Snow, 44, said: “I was in London for Mother’s Day, I was going to see the show Six.

“I saw on Twitter that this shark had washed up on my local beach, and I posted something funny about it. Then I suddenly got all these messages coming in from my scientist friends saying this is incredibly unusual.

“They told me: ‘You’ve got to try and secure it for science, it’s really special.’”

Snow added that due to the train strike, he relied on lifts from people and taxis to reach the beach.

He said he put the remainder of the corpse in a local farmer’s fridge, where it will be stored until someone from the Zoological Society of London arrives on Tuesday to collect it.

On Sunday morning, Snow put out an impassioned plea on Twitter for the head to be returned.

He tweeted: “Biologist friends like @Ben_garrod identified it as an exceptionally rare visitor to these shores and asked me to secure it.

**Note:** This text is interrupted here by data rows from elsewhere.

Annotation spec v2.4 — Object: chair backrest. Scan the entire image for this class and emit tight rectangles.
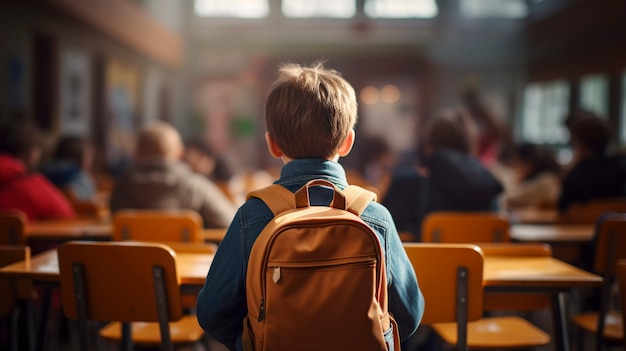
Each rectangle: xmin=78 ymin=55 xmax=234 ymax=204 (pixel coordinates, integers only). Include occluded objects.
xmin=422 ymin=212 xmax=511 ymax=243
xmin=557 ymin=197 xmax=626 ymax=224
xmin=593 ymin=212 xmax=626 ymax=279
xmin=479 ymin=243 xmax=552 ymax=311
xmin=58 ymin=241 xmax=183 ymax=350
xmin=403 ymin=243 xmax=483 ymax=349
xmin=615 ymin=260 xmax=626 ymax=350
xmin=58 ymin=241 xmax=182 ymax=322
xmin=0 ymin=245 xmax=30 ymax=318
xmin=0 ymin=209 xmax=28 ymax=245
xmin=113 ymin=210 xmax=203 ymax=242
xmin=593 ymin=212 xmax=626 ymax=345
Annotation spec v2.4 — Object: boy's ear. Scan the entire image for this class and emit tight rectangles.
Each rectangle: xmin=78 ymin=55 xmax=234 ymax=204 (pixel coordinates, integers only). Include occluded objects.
xmin=265 ymin=132 xmax=285 ymax=158
xmin=337 ymin=129 xmax=356 ymax=157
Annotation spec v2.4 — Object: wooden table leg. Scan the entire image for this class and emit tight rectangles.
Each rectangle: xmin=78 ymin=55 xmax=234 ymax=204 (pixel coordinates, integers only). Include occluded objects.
xmin=552 ymin=292 xmax=570 ymax=351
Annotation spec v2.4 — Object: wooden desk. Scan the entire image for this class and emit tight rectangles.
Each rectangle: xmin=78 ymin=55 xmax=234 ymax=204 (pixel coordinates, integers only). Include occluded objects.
xmin=26 ymin=219 xmax=112 ymax=241
xmin=26 ymin=219 xmax=226 ymax=243
xmin=510 ymin=224 xmax=595 ymax=243
xmin=0 ymin=247 xmax=214 ymax=287
xmin=0 ymin=247 xmax=214 ymax=351
xmin=506 ymin=208 xmax=559 ymax=224
xmin=483 ymin=255 xmax=602 ymax=351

“I failed. The head, tail and fin were grabbed before I assembled a big enough team to drag it off the beach to the nearest road. We went to secure the shark for science last night. But we were too late!

“Please, please – if you have the head get in touch. The scientists want to have a look at it, and then it’s yours to keep.”

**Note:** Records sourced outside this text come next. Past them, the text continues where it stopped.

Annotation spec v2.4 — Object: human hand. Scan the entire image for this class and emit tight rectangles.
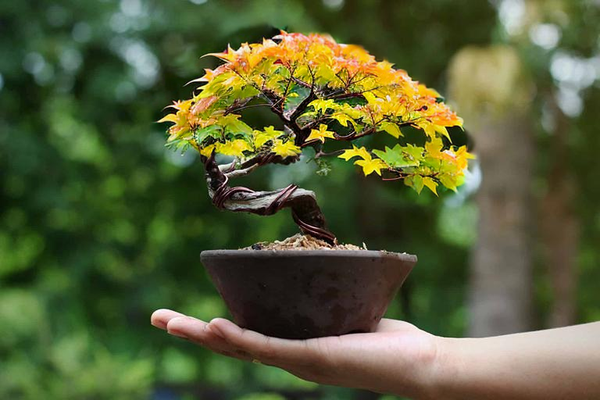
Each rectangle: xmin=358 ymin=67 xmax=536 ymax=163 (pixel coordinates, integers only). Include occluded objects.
xmin=151 ymin=309 xmax=442 ymax=398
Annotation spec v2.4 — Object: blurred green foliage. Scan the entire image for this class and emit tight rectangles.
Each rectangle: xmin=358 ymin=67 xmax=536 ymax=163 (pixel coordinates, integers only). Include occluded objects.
xmin=0 ymin=0 xmax=600 ymax=400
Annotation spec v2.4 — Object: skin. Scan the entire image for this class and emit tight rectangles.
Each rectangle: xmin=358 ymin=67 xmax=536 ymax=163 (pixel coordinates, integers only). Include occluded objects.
xmin=151 ymin=309 xmax=600 ymax=400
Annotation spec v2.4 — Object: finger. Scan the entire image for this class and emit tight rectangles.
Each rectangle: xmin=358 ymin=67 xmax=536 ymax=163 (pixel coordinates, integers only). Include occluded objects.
xmin=209 ymin=318 xmax=319 ymax=366
xmin=150 ymin=308 xmax=184 ymax=329
xmin=167 ymin=316 xmax=253 ymax=360
xmin=375 ymin=318 xmax=411 ymax=332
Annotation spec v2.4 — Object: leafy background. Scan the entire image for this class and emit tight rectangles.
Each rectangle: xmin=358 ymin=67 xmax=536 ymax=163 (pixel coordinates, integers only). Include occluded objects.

The deepwater shark is known to be non-aggressive towards humans but normally frequents warmer waters than the UK coasts.

The strictly protected species can grow to 4 metres in length and weigh up to 289kg. According to the International Union for Conservation of Nature, there are estimated to be fewer than 250 remaining.

Openshaw, a hairdresser from Dibden Purlieu in Hampshire, was on the beach with her children when she spotted the creature.

She said: “He was splashing around the water around the start, and I got worried that nobody was going to help him.

“At first I wasn’t sure what it could be, but once I got there I could definitely see it was a shark.

“It must have been there for a good two hours, and I just can’t believe nobody tried to help him. I don’t want any animal to suffer, I can’t even kill a fly myself, and I know I just wanted to save him.”